Страница 3 из 27
Отец-настоятель, носивший имя святого основателя ордена, принял подозрительного чужака в своей келье. Парень подождал, пока за сопровождавшим его монахом закрылась дверь, и раздались удаляющиеся шаркающие шаги, повернулся к настоятелю, который с бесстрастным выражением смотрел перед собой, и сказал:
— Здравствуй, отец.
2
Маленький Янош ничем не отличался от остальных монастырских сирот. Кроме, возможно, завидного здоровья. Детские хвори обходили его стороной. Не смотря на ограниченность рациона и суровость монастырского уклада, мальчишка рос крепким, сильным и ловким. Подобное обстоятельство почему-то только тревожило брата Бенедикта, который, собственно, и принес когда-то новорожденного младенца в монастырь.
Брат Бенедикт был молод, решителен и честолюбив.

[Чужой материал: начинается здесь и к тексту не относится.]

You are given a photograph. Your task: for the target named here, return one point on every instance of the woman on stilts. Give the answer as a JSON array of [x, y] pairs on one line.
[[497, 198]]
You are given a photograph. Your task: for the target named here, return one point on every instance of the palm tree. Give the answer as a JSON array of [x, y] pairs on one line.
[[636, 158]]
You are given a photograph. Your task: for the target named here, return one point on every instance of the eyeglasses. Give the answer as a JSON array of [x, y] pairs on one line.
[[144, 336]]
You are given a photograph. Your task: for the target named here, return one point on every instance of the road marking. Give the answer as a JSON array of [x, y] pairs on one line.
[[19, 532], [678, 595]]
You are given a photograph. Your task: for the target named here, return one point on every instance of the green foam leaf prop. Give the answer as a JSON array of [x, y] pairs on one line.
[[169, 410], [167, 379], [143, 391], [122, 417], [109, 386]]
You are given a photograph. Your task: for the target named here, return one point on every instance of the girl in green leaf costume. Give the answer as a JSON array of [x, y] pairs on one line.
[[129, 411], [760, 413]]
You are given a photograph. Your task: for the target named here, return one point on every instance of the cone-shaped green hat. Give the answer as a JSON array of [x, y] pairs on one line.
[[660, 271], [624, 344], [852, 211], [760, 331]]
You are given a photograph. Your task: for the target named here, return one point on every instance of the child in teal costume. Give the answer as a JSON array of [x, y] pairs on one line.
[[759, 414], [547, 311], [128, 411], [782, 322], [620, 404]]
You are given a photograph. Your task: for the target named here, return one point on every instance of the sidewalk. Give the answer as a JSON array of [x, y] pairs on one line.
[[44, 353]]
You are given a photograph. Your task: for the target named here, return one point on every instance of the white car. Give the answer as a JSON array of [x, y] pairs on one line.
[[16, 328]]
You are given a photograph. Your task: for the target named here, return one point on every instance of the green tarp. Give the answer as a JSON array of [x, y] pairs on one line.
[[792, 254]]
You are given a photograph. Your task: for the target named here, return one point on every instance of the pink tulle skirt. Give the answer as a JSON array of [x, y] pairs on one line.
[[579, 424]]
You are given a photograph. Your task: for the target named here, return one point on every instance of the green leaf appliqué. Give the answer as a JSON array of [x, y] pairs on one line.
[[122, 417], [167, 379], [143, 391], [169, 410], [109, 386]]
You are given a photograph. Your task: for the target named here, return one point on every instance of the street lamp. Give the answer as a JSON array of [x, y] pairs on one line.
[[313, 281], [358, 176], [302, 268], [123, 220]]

Незаконнорожденный сын дворянина, он был любим отцом за твердый ум и отсутствие ложной сентиментальности; сводными братьями — за искренне избранный путь служения Богу.
Юноше, принявшему обеты в шестнадцать лет, покровительство семьи дало необходимую почву под ногами, а собственная расторопность и трезвый расчет — помогли добиться того, что еще в довольно молодом возрасте брат Бенедикт был обличен доверием весьма высоких духовных санов.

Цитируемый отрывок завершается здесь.